Sonntagsevangelium

13. Oktober 2019

Der dankbare Samariter

11 Und es geschah auf dem Weg nach Jerusalem: Jesus zog durch das Grenzgebiet von Samarien und Galiläa. 
12 Als er in ein Dorf hineingehen wollte, kamen ihm zehn Aussätzige entgegen. Sie blieben in der Ferne stehen 
13 und riefen: Jesus, Meister, hab Erbarmen mit uns! 
14 Als er sie sah, sagte er zu ihnen: Geht, zeigt euch den Priestern!
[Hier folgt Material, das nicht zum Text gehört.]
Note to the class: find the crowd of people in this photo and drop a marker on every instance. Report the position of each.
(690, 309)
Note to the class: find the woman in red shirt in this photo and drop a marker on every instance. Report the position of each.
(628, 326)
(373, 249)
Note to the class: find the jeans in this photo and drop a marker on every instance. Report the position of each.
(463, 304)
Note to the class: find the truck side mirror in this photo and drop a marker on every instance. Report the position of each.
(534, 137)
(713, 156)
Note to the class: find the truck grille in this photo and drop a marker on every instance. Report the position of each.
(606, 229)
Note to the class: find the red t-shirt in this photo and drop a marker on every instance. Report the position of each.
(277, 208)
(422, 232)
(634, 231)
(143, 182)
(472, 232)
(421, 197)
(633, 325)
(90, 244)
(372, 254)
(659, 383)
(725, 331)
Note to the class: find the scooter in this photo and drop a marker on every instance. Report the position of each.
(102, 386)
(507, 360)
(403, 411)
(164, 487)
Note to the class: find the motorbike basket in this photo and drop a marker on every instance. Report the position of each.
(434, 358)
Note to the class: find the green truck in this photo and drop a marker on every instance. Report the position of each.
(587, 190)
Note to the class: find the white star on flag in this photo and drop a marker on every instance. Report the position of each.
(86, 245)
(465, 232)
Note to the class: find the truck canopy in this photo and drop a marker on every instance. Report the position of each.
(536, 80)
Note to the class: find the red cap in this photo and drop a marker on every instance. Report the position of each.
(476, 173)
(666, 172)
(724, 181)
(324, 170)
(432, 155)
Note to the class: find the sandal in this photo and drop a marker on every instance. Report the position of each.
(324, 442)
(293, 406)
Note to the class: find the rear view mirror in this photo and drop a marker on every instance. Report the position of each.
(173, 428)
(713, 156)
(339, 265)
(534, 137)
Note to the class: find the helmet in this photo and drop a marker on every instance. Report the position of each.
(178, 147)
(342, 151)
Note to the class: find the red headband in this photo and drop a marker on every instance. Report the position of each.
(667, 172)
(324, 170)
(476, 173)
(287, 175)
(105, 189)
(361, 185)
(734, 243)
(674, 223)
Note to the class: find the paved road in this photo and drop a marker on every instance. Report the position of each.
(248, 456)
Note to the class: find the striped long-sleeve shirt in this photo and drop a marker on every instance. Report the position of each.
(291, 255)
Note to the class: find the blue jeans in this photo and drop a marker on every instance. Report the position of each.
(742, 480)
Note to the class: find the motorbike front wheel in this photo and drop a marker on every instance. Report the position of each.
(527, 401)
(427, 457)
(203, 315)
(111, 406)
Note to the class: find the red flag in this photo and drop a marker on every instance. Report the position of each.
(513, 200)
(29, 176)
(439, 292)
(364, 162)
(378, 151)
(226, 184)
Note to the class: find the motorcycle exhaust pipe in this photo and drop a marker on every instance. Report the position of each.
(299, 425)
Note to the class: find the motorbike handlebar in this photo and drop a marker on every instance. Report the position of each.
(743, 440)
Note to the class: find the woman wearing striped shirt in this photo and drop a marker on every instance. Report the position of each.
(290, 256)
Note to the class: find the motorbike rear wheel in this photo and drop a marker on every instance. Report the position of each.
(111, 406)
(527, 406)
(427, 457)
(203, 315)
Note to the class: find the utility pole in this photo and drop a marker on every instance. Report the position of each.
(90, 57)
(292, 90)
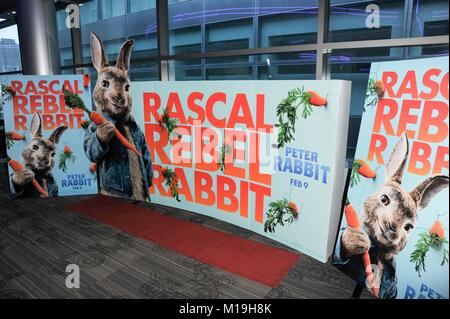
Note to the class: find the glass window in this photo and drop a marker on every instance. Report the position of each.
(349, 21)
(429, 18)
(112, 8)
(61, 17)
(140, 26)
(185, 40)
(186, 70)
(144, 71)
(293, 23)
(287, 66)
(10, 60)
(229, 73)
(230, 35)
(88, 12)
(145, 46)
(141, 5)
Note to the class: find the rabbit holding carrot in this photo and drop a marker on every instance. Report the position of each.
(389, 217)
(39, 159)
(122, 171)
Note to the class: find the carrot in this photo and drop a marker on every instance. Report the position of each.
(16, 166)
(293, 207)
(438, 229)
(353, 221)
(365, 169)
(73, 101)
(98, 119)
(15, 136)
(379, 87)
(316, 99)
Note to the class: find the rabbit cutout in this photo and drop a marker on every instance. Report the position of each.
(121, 172)
(39, 159)
(389, 216)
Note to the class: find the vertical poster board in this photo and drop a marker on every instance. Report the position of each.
(403, 209)
(45, 138)
(291, 194)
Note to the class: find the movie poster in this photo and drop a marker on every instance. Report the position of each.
(394, 233)
(264, 155)
(44, 138)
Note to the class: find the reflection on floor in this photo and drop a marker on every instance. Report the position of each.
(39, 238)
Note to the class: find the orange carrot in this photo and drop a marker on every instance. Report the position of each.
(353, 221)
(365, 170)
(316, 99)
(16, 166)
(98, 119)
(15, 136)
(293, 208)
(438, 229)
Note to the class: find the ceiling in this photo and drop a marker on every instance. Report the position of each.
(7, 8)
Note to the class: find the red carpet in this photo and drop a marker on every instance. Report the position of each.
(259, 262)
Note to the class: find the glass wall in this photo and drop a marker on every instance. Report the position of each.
(253, 39)
(114, 21)
(9, 50)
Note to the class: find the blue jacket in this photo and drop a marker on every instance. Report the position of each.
(354, 268)
(28, 191)
(112, 162)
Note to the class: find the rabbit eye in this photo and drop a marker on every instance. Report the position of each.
(385, 200)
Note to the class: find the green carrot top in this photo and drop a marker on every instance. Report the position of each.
(74, 101)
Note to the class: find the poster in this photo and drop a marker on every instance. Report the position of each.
(216, 150)
(44, 138)
(399, 184)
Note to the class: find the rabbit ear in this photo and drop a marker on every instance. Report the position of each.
(36, 126)
(123, 60)
(56, 134)
(99, 58)
(426, 190)
(397, 162)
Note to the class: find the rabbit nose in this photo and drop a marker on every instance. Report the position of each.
(118, 98)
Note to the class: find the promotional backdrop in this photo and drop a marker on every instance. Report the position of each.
(45, 136)
(404, 129)
(230, 164)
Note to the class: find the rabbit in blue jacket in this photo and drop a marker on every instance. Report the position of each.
(389, 217)
(122, 173)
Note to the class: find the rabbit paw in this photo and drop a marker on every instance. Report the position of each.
(354, 242)
(23, 177)
(105, 132)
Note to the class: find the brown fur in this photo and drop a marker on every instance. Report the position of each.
(112, 97)
(390, 223)
(39, 154)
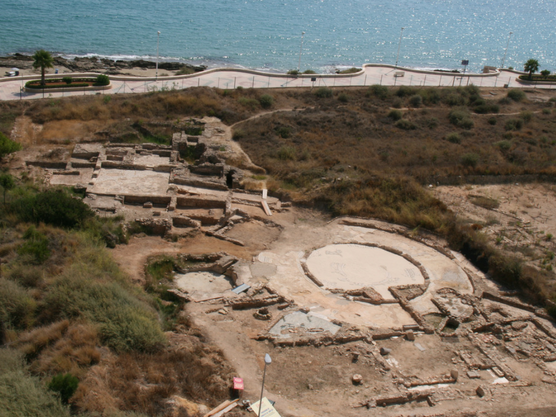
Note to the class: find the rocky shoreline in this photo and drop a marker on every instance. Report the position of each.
(94, 64)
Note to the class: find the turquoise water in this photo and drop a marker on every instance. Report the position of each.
(266, 34)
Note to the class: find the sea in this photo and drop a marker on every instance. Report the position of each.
(279, 35)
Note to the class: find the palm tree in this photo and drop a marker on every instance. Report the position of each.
(43, 60)
(531, 66)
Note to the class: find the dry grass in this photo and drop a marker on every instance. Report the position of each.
(141, 382)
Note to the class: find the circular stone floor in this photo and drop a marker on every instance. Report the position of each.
(351, 266)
Und es geschah, während sie hingingen, wurden sie rein. 
15 Einer von ihnen aber kehrte um, als er sah, dass er geheilt war; und er lobte Gott mit lauter Stimme. 
16 Er warf sich vor den Füßen Jesu auf das Angesicht und dankte ihm. Dieser Mann war ein Samariter. 
17 Da sagte Jesus: Sind nicht zehn rein geworden? Wo sind die neun? 
18 Ist denn keiner umgekehrt, um Gott zu ehren, außer diesem Fremden? 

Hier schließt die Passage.